Nei libri di Marta Barone e Mario Calabresi

Due figlie, due padri

William Turner  «Snow Storm» (1842)
04 maggio 2021

Nell’Italia del nuovo millennio due ragazze cercano di districarsi davanti a un muro di domande che, dalla loro vita personale, affondano in un periodo complesso della storia del Paese. Gli anni Settanta


Due figlie, due passati da conoscere e a cui dare un senso. Nell’Italia del nuovo millennio due ragazze con biografie molte diverse cercano di districarsi davanti a un muro di domande che, dalla loro vita personale, affondano in un periodo complesso della storia italiana, gli anni Settanta. Le due ragazze non sono storiche né giornaliste, non è tanto la Storia quel che interessa loro, ma piuttosto le storie di due uomini che non hanno conosciuto, o che hanno conosciuto solo in parte. I loro padri.

L’una, Marta Barone di Torino, dopo aver trovato in uno scatolone alcuni documenti di un processo degli anni Ottanta per partecipazione a banda armata a carico di Leonardo (Barone), si chiede chi fosse realmente quel padre scomparso qualche tempo prima. L’altra, Marta Saronio di Milano, avvicina un giornalista e scrittore domandandogli aiuto per scoprire chi fosse davvero Carlo (Saronio), suo padre, morto quando lei non era ancora nata. Alcune risposte a queste domande e il racconto della ricerca che le ha rese possibili sono diventati due libri che ripercorrono vicende il cui senso è importante per un intero Paese il cui più grande difetto — per dirlo con le parole di Leonardo Sciascia — è di essere senza memoria.

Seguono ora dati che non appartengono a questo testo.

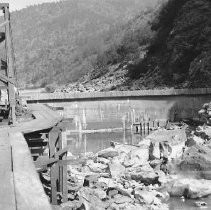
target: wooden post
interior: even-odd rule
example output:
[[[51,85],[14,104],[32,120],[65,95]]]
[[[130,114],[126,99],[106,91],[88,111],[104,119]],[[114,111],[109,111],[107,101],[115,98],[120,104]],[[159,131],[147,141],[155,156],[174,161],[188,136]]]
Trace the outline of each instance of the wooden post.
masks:
[[[145,122],[143,123],[143,125],[144,125],[144,128],[143,129],[144,129],[144,134],[145,134]]]
[[[10,29],[10,13],[9,7],[4,8],[4,19],[8,21],[5,26],[5,36],[6,36],[6,51],[7,51],[7,77],[11,80],[14,80],[14,55],[12,50],[12,40],[11,40],[11,29]],[[15,85],[11,82],[8,82],[8,96],[10,104],[10,117],[12,124],[16,122],[15,116]]]
[[[142,123],[140,123],[140,134],[142,135]]]
[[[66,132],[62,131],[60,133],[60,149],[64,149],[67,147],[67,137]],[[66,160],[67,159],[67,153],[62,155],[62,157],[59,158],[60,160]],[[62,164],[59,167],[59,181],[60,181],[60,192],[62,192],[62,201],[67,202],[68,201],[68,188],[67,188],[67,165]]]
[[[49,132],[49,153],[50,158],[56,158],[56,142],[59,138],[59,132],[57,129],[52,129]],[[58,182],[58,164],[54,163],[50,170],[51,178],[51,203],[57,205],[57,182]]]

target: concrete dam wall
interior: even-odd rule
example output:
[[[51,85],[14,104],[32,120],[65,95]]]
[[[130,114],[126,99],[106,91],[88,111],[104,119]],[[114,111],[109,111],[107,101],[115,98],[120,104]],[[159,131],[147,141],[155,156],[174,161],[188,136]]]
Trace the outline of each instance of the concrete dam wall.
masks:
[[[106,116],[175,120],[198,118],[198,110],[211,101],[211,88],[165,89],[87,93],[22,94],[28,103],[63,107],[64,117],[82,116],[96,120]]]

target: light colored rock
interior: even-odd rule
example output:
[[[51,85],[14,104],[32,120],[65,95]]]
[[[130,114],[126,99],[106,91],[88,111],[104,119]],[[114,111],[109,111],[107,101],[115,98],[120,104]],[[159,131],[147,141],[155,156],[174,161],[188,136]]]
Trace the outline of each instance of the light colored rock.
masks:
[[[211,144],[188,148],[179,166],[182,171],[197,172],[202,178],[211,179]]]
[[[183,148],[185,148],[185,141],[171,146],[171,153],[169,159],[179,159],[183,155]]]
[[[93,160],[88,160],[86,164],[90,168],[90,170],[95,173],[102,173],[108,167],[107,165],[102,163],[94,163]]]
[[[103,200],[107,197],[106,192],[103,191],[102,189],[97,188],[97,189],[94,189],[93,192],[101,200]]]
[[[201,198],[211,195],[211,181],[191,178],[177,179],[168,184],[167,190],[170,196]]]
[[[125,167],[118,161],[118,159],[112,160],[111,163],[109,163],[109,170],[111,173],[112,178],[118,178],[125,173]]]
[[[131,151],[130,159],[133,165],[145,165],[149,160],[149,148],[137,148]]]
[[[145,190],[135,190],[134,197],[139,200],[140,203],[152,204],[155,196],[153,193]]]
[[[128,196],[118,194],[114,197],[114,202],[116,204],[132,203],[133,199],[129,198]]]
[[[97,158],[97,162],[98,162],[98,163],[102,163],[102,164],[107,165],[107,164],[110,163],[110,160],[108,160],[108,159],[106,159],[106,158],[98,157],[98,158]]]
[[[103,158],[113,158],[119,155],[118,151],[114,148],[107,148],[104,150],[101,150],[100,152],[97,153],[98,157],[103,157]]]
[[[145,185],[157,184],[159,176],[154,171],[132,172],[131,179],[142,182]]]

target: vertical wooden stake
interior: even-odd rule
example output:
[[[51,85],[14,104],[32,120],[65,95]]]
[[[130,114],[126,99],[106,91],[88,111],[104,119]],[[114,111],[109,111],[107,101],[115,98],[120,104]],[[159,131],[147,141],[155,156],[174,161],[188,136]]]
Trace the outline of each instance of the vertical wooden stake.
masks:
[[[142,123],[140,123],[140,134],[142,135]]]
[[[62,131],[61,133],[61,141],[62,141],[62,149],[67,146],[67,136],[66,132]],[[63,155],[62,160],[67,159],[67,154]],[[67,188],[67,165],[62,164],[62,201],[67,202],[68,201],[68,188]]]
[[[55,156],[56,152],[56,141],[58,139],[58,131],[51,130],[49,133],[49,152],[50,158]],[[54,163],[50,170],[51,178],[51,203],[57,205],[57,182],[58,182],[58,164]]]

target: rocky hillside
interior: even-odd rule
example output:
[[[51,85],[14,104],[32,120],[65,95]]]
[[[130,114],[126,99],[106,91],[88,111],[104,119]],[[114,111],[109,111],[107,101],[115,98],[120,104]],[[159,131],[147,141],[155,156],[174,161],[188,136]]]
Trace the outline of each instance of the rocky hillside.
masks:
[[[209,0],[160,1],[114,34],[87,77],[63,91],[211,86]]]
[[[18,79],[43,87],[77,81],[93,69],[116,26],[159,0],[68,0],[12,13]]]
[[[211,86],[211,2],[169,0],[147,55],[129,68],[133,87]]]

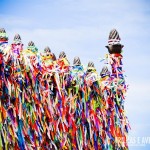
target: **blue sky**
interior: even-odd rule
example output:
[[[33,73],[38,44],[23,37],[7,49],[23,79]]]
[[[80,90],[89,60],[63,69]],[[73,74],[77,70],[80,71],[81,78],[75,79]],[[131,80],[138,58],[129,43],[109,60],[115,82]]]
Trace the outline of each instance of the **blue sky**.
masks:
[[[64,50],[70,62],[80,56],[85,65],[93,61],[98,72],[109,32],[116,28],[125,46],[130,136],[150,137],[150,1],[0,0],[0,27],[6,29],[9,43],[19,33],[25,48],[33,40],[41,52],[47,45],[57,56]],[[130,149],[150,149],[150,141]]]

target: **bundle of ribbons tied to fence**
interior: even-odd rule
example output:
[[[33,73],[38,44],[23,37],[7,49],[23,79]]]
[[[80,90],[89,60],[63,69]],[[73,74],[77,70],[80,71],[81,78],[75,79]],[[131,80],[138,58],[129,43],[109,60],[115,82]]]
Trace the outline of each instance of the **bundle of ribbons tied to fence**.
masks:
[[[64,51],[26,49],[19,34],[8,44],[0,29],[0,149],[128,149],[124,110],[128,85],[116,29],[108,39],[100,74]],[[109,66],[109,67],[108,67]],[[109,68],[111,68],[109,70]]]

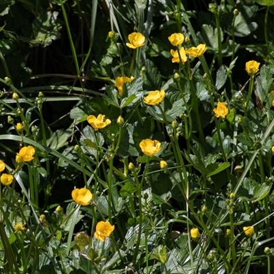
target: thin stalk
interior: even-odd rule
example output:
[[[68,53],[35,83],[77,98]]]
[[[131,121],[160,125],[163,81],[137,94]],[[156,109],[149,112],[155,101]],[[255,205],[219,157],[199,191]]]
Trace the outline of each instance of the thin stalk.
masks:
[[[222,41],[221,37],[221,25],[220,25],[220,16],[219,12],[215,12],[216,18],[216,27],[217,29],[217,38],[218,38],[218,65],[219,67],[223,63],[223,56],[222,56]]]
[[[234,14],[232,21],[232,62],[234,60],[235,57],[235,20],[238,14]]]
[[[251,75],[250,76],[250,82],[249,82],[249,93],[248,93],[248,95],[247,95],[246,105],[245,107],[245,115],[246,117],[247,117],[248,106],[249,106],[249,104],[250,98],[251,97],[251,93],[252,93],[253,88],[254,86],[254,77],[255,77],[255,75]]]
[[[230,221],[230,245],[229,251],[232,253],[232,262],[233,266],[235,266],[236,264],[236,251],[235,251],[235,240],[234,240],[234,223],[233,221],[233,211],[229,212],[229,221]]]
[[[269,8],[270,8],[270,5],[268,5],[266,7],[266,15],[264,17],[264,37],[265,37],[265,40],[266,40],[267,52],[269,53],[269,54],[270,54],[271,52],[271,51],[270,49],[270,47],[269,47],[269,33],[268,33],[268,29],[267,29],[267,21],[268,21],[268,18],[269,18]]]

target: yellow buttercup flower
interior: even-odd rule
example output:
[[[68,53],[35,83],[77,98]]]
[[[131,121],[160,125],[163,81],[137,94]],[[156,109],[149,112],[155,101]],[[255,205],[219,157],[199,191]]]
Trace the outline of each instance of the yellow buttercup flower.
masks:
[[[214,112],[215,116],[217,118],[221,117],[221,119],[224,119],[228,113],[228,109],[226,107],[226,103],[218,102],[217,108],[214,108],[213,111]]]
[[[161,143],[157,140],[145,139],[140,144],[140,147],[144,154],[153,156],[161,149]]]
[[[21,132],[24,130],[24,126],[21,123],[17,123],[16,124],[16,129],[18,132]]]
[[[16,223],[14,224],[15,233],[18,233],[25,230],[25,227],[22,223]]]
[[[164,90],[152,91],[144,98],[144,102],[147,105],[158,105],[164,100],[165,95],[166,92]]]
[[[162,160],[160,161],[160,167],[161,169],[166,169],[168,166],[167,162]]]
[[[145,45],[145,38],[140,32],[132,32],[128,36],[129,43],[125,45],[132,49],[137,49],[138,47]]]
[[[123,94],[123,86],[125,83],[131,82],[134,79],[134,77],[132,76],[130,78],[126,76],[118,77],[115,79],[115,86],[118,88],[119,95],[122,96]]]
[[[17,164],[23,164],[25,162],[30,162],[34,159],[35,153],[34,147],[27,146],[22,147],[18,153],[17,153],[15,160]]]
[[[245,234],[247,237],[252,237],[255,234],[254,227],[253,226],[243,227],[242,229],[244,230]]]
[[[0,160],[0,172],[2,172],[5,169],[4,162]]]
[[[194,240],[197,240],[200,237],[200,232],[197,227],[193,227],[190,229],[191,238]]]
[[[113,230],[114,230],[114,226],[111,225],[109,222],[99,222],[96,225],[95,238],[104,242],[105,237],[109,237]]]
[[[186,49],[186,53],[192,57],[199,57],[203,54],[206,51],[206,44],[200,44],[195,47],[191,47]]]
[[[188,58],[186,55],[186,51],[184,50],[184,47],[182,47],[181,49],[179,49],[179,53],[180,53],[180,56],[182,59],[182,62],[183,64],[186,62],[188,60]],[[173,63],[179,63],[179,54],[178,54],[178,51],[173,51],[173,49],[171,49],[171,53],[173,56],[172,58],[171,61]]]
[[[173,34],[169,37],[169,42],[173,46],[179,46],[184,40],[184,36],[182,34]]]
[[[245,63],[245,70],[249,75],[253,75],[259,71],[260,63],[256,61],[249,61]]]
[[[13,182],[14,177],[10,174],[3,173],[1,175],[0,180],[4,186],[10,186]]]
[[[92,194],[87,188],[75,188],[71,192],[71,196],[76,203],[88,206],[92,199]]]
[[[111,121],[110,119],[106,119],[105,115],[102,114],[99,114],[97,118],[94,115],[90,115],[88,116],[86,120],[96,131],[102,129],[111,123]]]

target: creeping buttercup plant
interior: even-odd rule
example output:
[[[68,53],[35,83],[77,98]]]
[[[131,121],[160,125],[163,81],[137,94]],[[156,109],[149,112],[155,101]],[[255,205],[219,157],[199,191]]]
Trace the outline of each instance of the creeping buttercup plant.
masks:
[[[271,3],[164,2],[0,5],[0,273],[273,272]]]

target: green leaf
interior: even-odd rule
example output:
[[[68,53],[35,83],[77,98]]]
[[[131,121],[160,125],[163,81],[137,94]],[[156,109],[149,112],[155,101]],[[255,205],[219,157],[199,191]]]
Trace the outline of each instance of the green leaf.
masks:
[[[213,29],[211,25],[203,24],[202,26],[201,36],[208,47],[210,47],[213,50],[218,50],[218,35],[217,29]],[[223,33],[221,29],[221,41],[223,40]]]
[[[149,59],[145,62],[147,71],[144,75],[144,89],[147,90],[160,90],[162,87],[162,77],[153,62]]]
[[[68,139],[71,137],[72,133],[72,129],[58,129],[47,140],[47,145],[52,149],[58,150],[60,147],[68,144]]]
[[[216,164],[213,164],[212,166],[217,166],[217,168],[214,169],[213,171],[210,172],[210,173],[208,174],[208,176],[212,176],[214,175],[215,174],[217,174],[225,169],[227,169],[230,166],[230,163],[229,162],[225,162],[223,163],[220,164],[219,166]]]
[[[238,37],[247,36],[258,28],[256,23],[250,22],[250,18],[257,12],[258,7],[256,5],[242,5],[242,10],[244,12],[239,11],[235,19],[234,34]]]
[[[225,66],[221,66],[218,70],[216,76],[216,84],[215,86],[217,90],[219,90],[223,88],[223,85],[225,84],[227,78],[227,74]]]
[[[61,37],[59,31],[61,30],[62,26],[57,23],[58,15],[58,12],[48,11],[37,16],[33,23],[34,40],[43,47],[51,45],[53,40],[60,39]],[[36,44],[33,43],[33,45]]]

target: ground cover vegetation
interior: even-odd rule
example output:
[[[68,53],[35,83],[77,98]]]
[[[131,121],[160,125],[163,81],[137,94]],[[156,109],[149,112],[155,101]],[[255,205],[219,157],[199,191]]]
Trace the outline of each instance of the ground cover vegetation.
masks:
[[[0,272],[272,273],[274,1],[0,3]]]

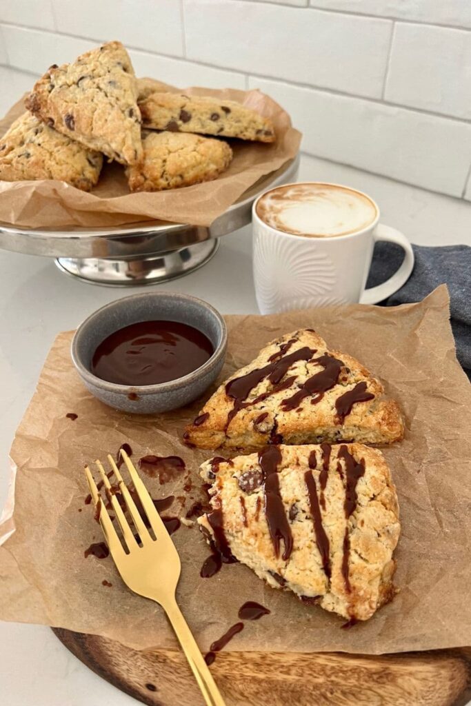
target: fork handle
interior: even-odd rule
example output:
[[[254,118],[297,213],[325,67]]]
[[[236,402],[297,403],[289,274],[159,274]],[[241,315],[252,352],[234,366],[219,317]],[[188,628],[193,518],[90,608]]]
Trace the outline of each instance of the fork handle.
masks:
[[[177,602],[166,602],[162,605],[162,608],[185,653],[207,706],[225,706],[216,683]]]

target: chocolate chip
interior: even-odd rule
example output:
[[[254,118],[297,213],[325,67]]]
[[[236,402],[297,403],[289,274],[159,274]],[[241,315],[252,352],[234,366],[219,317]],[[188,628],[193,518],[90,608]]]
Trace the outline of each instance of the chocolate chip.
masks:
[[[296,520],[299,511],[299,510],[298,510],[297,505],[296,504],[296,503],[293,503],[293,504],[290,508],[290,512],[288,513],[288,516],[292,522],[293,522],[293,520]]]
[[[69,130],[75,130],[76,128],[76,121],[73,119],[73,116],[71,113],[66,113],[64,116],[64,122],[66,127],[68,127]]]
[[[252,471],[244,471],[237,479],[239,487],[247,495],[250,495],[254,490],[259,488],[262,484],[263,476],[261,471],[258,469]]]
[[[164,129],[169,130],[170,132],[179,132],[178,123],[175,120],[170,120],[169,122],[167,124]]]
[[[282,576],[278,574],[276,571],[268,571],[270,576],[273,576],[275,581],[278,581],[280,586],[284,586],[286,583],[286,579],[284,579]]]
[[[318,603],[320,596],[299,596],[300,599],[306,606],[316,606]]]
[[[191,119],[191,113],[189,113],[187,110],[185,110],[184,108],[182,108],[181,110],[180,111],[179,119],[181,121],[182,123],[189,123]]]

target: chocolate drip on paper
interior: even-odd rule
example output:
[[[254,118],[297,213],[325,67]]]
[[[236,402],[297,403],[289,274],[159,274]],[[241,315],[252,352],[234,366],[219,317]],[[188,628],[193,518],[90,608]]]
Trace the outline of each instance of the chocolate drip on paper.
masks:
[[[280,492],[278,472],[281,459],[281,451],[278,446],[266,446],[258,454],[258,463],[263,476],[265,515],[275,556],[280,556],[280,541],[282,539],[285,543],[282,558],[286,561],[291,556],[293,537]]]
[[[335,409],[339,424],[343,424],[345,417],[352,412],[352,407],[359,402],[369,402],[374,400],[372,393],[366,392],[366,383],[357,383],[352,390],[341,395],[335,400]]]

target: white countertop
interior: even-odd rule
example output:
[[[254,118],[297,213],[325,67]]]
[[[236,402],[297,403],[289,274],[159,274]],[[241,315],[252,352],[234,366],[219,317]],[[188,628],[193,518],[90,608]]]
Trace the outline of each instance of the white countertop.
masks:
[[[0,114],[34,77],[0,67]],[[314,128],[313,128],[314,129]],[[299,179],[366,191],[381,220],[422,245],[471,245],[471,203],[323,160],[303,157]],[[160,285],[195,294],[225,313],[257,312],[247,227],[221,240],[201,269]],[[0,251],[0,507],[6,496],[11,440],[44,357],[59,331],[76,328],[102,304],[145,288],[96,287],[61,274],[52,260]],[[0,694],[5,706],[131,706],[136,702],[97,676],[43,626],[0,623]]]

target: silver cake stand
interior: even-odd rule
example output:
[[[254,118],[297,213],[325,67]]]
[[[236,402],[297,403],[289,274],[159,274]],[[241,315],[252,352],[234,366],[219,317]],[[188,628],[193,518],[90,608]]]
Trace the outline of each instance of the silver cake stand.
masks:
[[[201,267],[221,236],[250,223],[255,199],[296,181],[299,155],[262,177],[210,226],[143,221],[115,228],[18,228],[0,222],[0,248],[55,258],[64,273],[96,285],[153,285]]]

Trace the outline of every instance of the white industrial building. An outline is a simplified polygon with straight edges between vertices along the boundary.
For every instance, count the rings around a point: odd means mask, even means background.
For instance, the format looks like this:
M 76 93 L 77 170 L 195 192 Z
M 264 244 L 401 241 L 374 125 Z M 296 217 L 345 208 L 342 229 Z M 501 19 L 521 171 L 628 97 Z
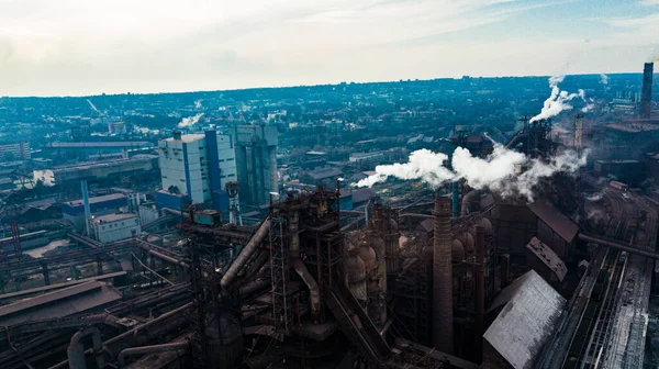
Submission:
M 231 136 L 175 132 L 158 142 L 163 191 L 187 195 L 192 203 L 214 201 L 214 192 L 236 181 L 236 159 Z M 178 201 L 178 200 L 177 200 Z
M 92 225 L 94 238 L 103 244 L 131 238 L 142 232 L 139 216 L 132 213 L 97 216 Z

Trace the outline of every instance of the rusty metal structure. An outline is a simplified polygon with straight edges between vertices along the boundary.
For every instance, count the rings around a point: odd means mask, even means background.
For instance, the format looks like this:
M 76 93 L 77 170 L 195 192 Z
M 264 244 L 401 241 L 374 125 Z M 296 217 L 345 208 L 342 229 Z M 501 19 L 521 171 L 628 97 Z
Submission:
M 435 199 L 435 237 L 433 241 L 433 344 L 438 350 L 451 354 L 453 321 L 453 258 L 450 245 L 450 200 Z

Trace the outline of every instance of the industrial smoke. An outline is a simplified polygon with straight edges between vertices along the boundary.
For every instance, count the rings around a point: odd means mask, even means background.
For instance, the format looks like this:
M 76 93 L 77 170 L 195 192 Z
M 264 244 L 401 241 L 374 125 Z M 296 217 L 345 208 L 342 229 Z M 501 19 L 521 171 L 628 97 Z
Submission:
M 405 164 L 377 166 L 377 174 L 360 180 L 357 186 L 372 187 L 378 182 L 386 181 L 391 176 L 400 179 L 421 179 L 433 187 L 439 187 L 455 178 L 455 174 L 444 166 L 444 161 L 447 159 L 446 154 L 433 153 L 423 148 L 410 154 Z
M 578 92 L 570 93 L 558 88 L 558 83 L 562 82 L 563 79 L 565 76 L 549 77 L 551 94 L 549 98 L 547 98 L 547 100 L 545 100 L 540 113 L 530 119 L 530 123 L 554 118 L 560 114 L 563 110 L 572 110 L 574 107 L 572 107 L 569 102 L 577 98 L 585 102 L 585 107 L 581 110 L 582 112 L 589 112 L 594 107 L 592 99 L 590 101 L 585 99 L 585 92 L 583 90 L 580 89 Z
M 487 158 L 474 157 L 467 148 L 457 147 L 451 170 L 444 166 L 446 155 L 421 149 L 412 153 L 407 163 L 377 166 L 376 175 L 360 180 L 356 186 L 371 187 L 395 177 L 420 179 L 438 188 L 448 181 L 463 179 L 477 190 L 489 189 L 504 198 L 521 195 L 533 201 L 534 189 L 540 180 L 557 172 L 576 174 L 585 165 L 585 156 L 587 153 L 579 156 L 576 152 L 567 150 L 540 160 L 495 143 L 492 154 Z M 524 170 L 520 170 L 522 168 Z
M 191 125 L 197 124 L 197 122 L 199 122 L 199 120 L 201 119 L 201 116 L 203 115 L 203 113 L 197 114 L 197 115 L 192 115 L 192 116 L 188 116 L 188 118 L 183 118 L 181 120 L 181 122 L 178 124 L 179 128 L 185 128 Z

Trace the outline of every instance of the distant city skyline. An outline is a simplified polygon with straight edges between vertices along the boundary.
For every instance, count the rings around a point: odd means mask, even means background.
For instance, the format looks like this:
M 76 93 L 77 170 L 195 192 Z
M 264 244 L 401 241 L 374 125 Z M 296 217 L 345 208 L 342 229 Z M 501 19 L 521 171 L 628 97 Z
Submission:
M 0 0 L 0 97 L 640 72 L 659 0 Z

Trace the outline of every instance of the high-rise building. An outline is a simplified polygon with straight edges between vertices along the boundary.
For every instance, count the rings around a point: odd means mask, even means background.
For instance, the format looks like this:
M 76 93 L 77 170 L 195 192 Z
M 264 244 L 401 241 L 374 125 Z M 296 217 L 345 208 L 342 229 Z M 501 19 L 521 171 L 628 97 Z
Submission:
M 268 203 L 277 191 L 277 127 L 238 125 L 232 128 L 236 148 L 241 202 L 249 206 Z
M 204 204 L 228 212 L 226 182 L 235 181 L 236 158 L 228 135 L 215 131 L 182 135 L 158 142 L 163 190 L 158 208 L 181 209 L 188 203 Z
M 0 144 L 0 160 L 30 160 L 30 143 Z

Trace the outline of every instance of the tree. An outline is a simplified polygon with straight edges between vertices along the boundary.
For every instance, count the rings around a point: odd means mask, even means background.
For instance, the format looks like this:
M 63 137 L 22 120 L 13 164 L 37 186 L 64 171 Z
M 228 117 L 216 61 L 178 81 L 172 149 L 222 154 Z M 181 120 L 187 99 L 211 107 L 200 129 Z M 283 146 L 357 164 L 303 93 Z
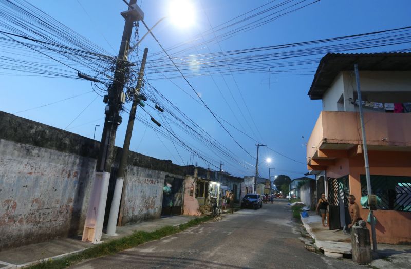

Traduttrice, scrittrice e consulente editoriale, in Città sommersa (Bompiani, 2020) Marta Barone racconta dunque la storia di suo padre. Un padre conosciuto e frequentato, che però muore prima di essersi rivelato totalmente alla figlia ventiquattrenne. Ma paradossalmente, nel momento in cui le sottrae il genitore, la morte in qualche modo glielo restituisce. «Avrei voluto che questa storia me la raccontasse lui. Avrei voluto avere il tempo di sentirla. Ma in un certo senso sono consapevole che il libro esiste perché non c’è più l’uomo».

A ricostruire la storia di Carlo Saronio in Quello che non ti dicono (Mondadori, 2020) è invece Mario Calabresi, anch’egli figlio di un uomo ucciso negli anni Settanta e anch’egli narratore di suo padre (Spingendo la notte più in là, Mondadori, 2007).

Nato in una delle famiglie più benestanti di Milano, nel 1975 il giovane Saronio (non ha ancora 26 anni) viene ucciso dagli amici con cui condivideva gli ideali rivoluzionari. «“Si vergognava delle sue origini e della vita facile che aveva avuto, questo lo aveva spinto verso quei gruppi di estrema sinistra. Per questo frequentava Fioroni per questo andava alle riunioni, per questo li finanziava”. Espiazione. È l’unica parola che mi viene in mente».

Le vicende di Leonardo Barone e Carlo Saronio sono molto diverse tra loro. Lo sono le famiglie di origine, i temperamenti, le vocazioni e i contorni, ma il gorgo del terrorismo — e quello che precede e alimenta la «piatta contabilità dei cadaveri e dei comunicati incrociati» (come scrive Marta Barone) — lega questi due giovani alle prese con le ingiustizie del mondo. Tra amicizie malriposte, amori che incrinano prospettive, slanci generosissimi, piccoli e grandi errori, svolte esistenziali silenziose e segrete.

Attraverso interviste a parenti, amici ed estranei, comprimari e testimoni, attraverso libri e fonti dell’epoca i due libri restituiscono tessere difficili da combinare. Silenzi non sempre colmabili («Non lo saprò mai — scrive Marta Barone —. Farà parte per sempre degli spazi vuoti della sua esistenza a cui nessuno ha mai avuto accesso»), dolorosi interrogativi («Carlo, ma che compagni di strada ti eri scelto?»).

Le storie di Leonardo Barone e di Carlo Saronio sono storie di inquietudini, violenza, ingenuità. Storie di ideali, politica, strumentalizzazioni e soprusi. Ma sono anche storie di figlie in cammino, di madri e di coraggio. Quello di porsi — e di porre — domande su errori, silenzi, obiettivi e fallimenti. Due storie che si chiudono entrambe con la «nostalgia del futuro». E con tutto ciò che essa significa.